Judgment No 16/2017 – Local property tax, accountable person
A property was sold on 30 October 2013. The liability date for local property tax was 1 November 2013. Revenue determined that the vendor was the person liable at 1 November 2013 because the sale transaction did not close until 4th November 2013 and, legally, the taxpayer was the chargeable person. Therefore, pursuant to the Local Property Tax Act 2012, the taxpayer was the chargeable person.
Judgment No 17/2017 – Income tax credit
An assessable spouse applied for an employee tax credit in respect of his wife’s increased State old age pension. Arising from a change in the law in 2007, entitlements to increased state pensions became vested in the qualifying spouse. The taxpayer won his case. The qualifying spouse was entitled to an employee tax credit, allocated to the assessable spouse pursuant to joint assessment. Revenue have asked the TAC to state a case on this issue for appeal to the High Court.
Judgment No 18/2017 – Income tax credit/increased standard rate band
In facts similar to that outlined in Judgment No 17/2017, an assessable spouse was held to be entitled to an employee tax credit and a standard rate band adjustment in respect of the non-assessable spouse’s separately awarded increased State pension. Revenue have asked the TAC to state a case on this issue for appeal to the High Court.
Judgment No 19/2017 – VRT
The taxpayer appealed a decision on the quantum of VRT for a specific imported vehicle. The TAC agreed with Revenue’s valuation.
Judgment No 20/2017 – Artists exemption
The taxpayers had written a book in 2013 and claimed the artists’ exemption. Revenue classed the book as pop psychology/self help guide to living life and not a work of artistic merit as delineated in the TCA or the guidelines governing availability of the exemption.

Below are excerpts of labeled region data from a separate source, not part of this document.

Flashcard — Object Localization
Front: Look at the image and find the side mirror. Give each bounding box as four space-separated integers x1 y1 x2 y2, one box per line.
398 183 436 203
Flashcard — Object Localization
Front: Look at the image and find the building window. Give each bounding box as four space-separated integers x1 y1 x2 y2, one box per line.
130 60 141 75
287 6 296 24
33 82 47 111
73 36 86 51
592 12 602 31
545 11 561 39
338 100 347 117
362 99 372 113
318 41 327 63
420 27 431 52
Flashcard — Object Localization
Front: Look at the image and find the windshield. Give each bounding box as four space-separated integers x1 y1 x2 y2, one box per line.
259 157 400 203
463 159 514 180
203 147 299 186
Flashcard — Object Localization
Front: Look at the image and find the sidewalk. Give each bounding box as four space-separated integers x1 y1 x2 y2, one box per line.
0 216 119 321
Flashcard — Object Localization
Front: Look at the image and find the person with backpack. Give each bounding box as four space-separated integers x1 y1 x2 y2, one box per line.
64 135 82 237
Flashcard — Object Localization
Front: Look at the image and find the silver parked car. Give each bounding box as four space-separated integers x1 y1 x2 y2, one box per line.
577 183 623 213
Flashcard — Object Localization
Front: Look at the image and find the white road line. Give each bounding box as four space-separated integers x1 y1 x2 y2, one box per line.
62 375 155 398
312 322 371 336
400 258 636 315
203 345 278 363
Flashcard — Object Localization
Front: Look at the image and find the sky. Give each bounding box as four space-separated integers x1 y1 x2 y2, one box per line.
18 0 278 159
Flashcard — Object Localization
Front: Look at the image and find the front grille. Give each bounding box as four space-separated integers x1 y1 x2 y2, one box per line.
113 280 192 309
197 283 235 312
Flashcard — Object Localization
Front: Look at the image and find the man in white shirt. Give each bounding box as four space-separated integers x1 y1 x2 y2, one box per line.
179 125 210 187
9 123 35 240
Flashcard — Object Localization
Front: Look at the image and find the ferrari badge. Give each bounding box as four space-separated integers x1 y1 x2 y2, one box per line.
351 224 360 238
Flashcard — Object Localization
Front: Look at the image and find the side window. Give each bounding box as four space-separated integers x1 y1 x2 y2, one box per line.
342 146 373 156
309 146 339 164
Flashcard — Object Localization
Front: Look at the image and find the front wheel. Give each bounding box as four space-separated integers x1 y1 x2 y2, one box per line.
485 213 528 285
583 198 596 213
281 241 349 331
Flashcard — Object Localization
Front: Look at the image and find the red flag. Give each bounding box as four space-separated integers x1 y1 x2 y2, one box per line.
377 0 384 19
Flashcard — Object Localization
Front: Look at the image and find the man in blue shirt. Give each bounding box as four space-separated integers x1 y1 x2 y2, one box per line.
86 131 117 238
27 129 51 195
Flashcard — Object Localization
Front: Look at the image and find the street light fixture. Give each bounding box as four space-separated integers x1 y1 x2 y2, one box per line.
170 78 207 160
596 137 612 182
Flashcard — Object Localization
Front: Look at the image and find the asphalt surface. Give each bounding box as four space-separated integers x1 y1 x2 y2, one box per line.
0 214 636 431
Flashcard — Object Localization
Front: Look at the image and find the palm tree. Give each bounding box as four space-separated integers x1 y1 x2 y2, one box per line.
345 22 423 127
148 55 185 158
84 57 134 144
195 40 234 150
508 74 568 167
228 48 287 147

The taxpayers were refused the exemption.
Conclusion
The publication of tax appeals decisions has been a very welcome development since the TAC was founded in early 2016. In the first 20 cases of 2017, the TAC has had to undertake a number of diverse roles such as valuing cars, deciding whether a book has cultural merit and deciding on what date a couple’s separation reached the ‘no turning back’ point – all part of the joys of tax practitioners will be familiar with. The TAC also decided important tax issues affecting the man and woman in the street in significant numbers e.g. the pensioner in case no. 17 who was awarded an extra tax credit by the TAC – these issues might never have seen the light of day if it were not for the presence, and work, of the TAC. The decisions of the TAC form a very important body of tax law in Ireland.
Eoin O’Shea FCA is a practising barrister, specialising in commercial and tax law.